The simulated sample mean of 5.00599 is close to the theoretical value of 5.

hist(row_mean, breaks = 30, prob = TRUE,col = "lightblue", 
     main="Exponential Distribution of Sample Means", 
     xlab="Means of 40 Simulated Samples", ylab = "Counts")
abline(v = Theory_mean, col= "blue", lwd = 3)
abline(v = sample_Mean, col = "red",lwd = 2)
legend('topright', c("Theoretical Mean", "Sample Mean"), 
       bty = "n",       
       lty = c(1,1), 
       col = c(col = "blue", col = "red"))

The blue vertical line indicates the theoretical sample mean, whereas the red vertical line is the sample mean.
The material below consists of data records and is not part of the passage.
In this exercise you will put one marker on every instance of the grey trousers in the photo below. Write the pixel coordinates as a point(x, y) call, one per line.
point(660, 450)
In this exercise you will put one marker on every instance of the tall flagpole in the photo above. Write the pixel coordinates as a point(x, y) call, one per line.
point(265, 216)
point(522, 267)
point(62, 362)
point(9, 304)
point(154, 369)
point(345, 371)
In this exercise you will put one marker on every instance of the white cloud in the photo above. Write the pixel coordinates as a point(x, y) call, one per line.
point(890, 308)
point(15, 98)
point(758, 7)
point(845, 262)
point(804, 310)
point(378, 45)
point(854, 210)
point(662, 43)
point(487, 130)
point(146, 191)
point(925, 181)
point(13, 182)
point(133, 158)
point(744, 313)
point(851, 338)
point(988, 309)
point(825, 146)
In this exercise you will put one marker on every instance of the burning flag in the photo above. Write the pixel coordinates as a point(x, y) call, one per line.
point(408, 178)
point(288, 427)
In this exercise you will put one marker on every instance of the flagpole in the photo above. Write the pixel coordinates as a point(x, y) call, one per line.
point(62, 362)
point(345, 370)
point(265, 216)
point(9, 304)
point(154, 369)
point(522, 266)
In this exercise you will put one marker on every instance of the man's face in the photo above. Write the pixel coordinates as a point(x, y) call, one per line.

The center of distribution of 40 exponentials averages is very close to the distribution theoretical center.

2. Sample Variance VS Theoretical Variance.

The Sample Variance

The variance of the sample means estimates the variance of the population by using the varience of the 1000 entries in the means vector times the sample size, 40.

sample_var = var(row_mean )

The Theoretical Variance

The theoretical variance of the population is given by s2=(1/lambda)2/n.

theory_var = (1/lambda)^2/n 
result2 <-data.frame("Variance"=c(sample_var, theory_var), 
                     row.names = c("Sample variance","Theoretical variance"))

result2
##                       Variance
## Sample variance      0.6296518
## Theoretical variance 0.6250000

The sample variance of the distribution is 0.6296518 and the theoretical variance is 0.625.

3. Show that the distribution is approximately normal.

According to the central limit theorem (CLT), the averages of samples follow normal distribution.

The following plot shows that the density computed using the histogram and the normal density plotted with theoretical mean and variance values indicate that the distribution is approximately normal.

hist(row_mean , 
     breaks = 30, 
     prob = TRUE,col = "lightblue", 
     main = "Density of Simulated Samples Means", 
     xlab = "Means of Exponential", ylab = "Mean Density")
lines(density(row_mean ), col = "red", lwd = 2)
abline(v = 1/lambda, col = "green", lwd = 2)
xfit <- seq(min(row_mean ), max(row_mean ), length = 100)
yfit <- dnorm(xfit, mean = 1/lambda, sd = (1/lambda/sqrt(n)))
lines(xfit, yfit, pch = 22, col = "blue", lwd = 2)
legend('topright', c("Theoretical Values", "Simulated Values", "the mean"),
       bty = "n", lwd = c(2,2), col = c("blue", "red", "green"))

qqnorm(row_mean ,main ="Normal Q-Q Plot", col = "red")
qqline(row_mean , col = "blue", lwd = 2)

The above plots show that the density curve is very similar as the normal distribution curve.

Also, the q-q plot below suggests the normality. The theoretical quantiles again match closely with the actual quantiles.

This indicates that the sample distribution is approximately normal.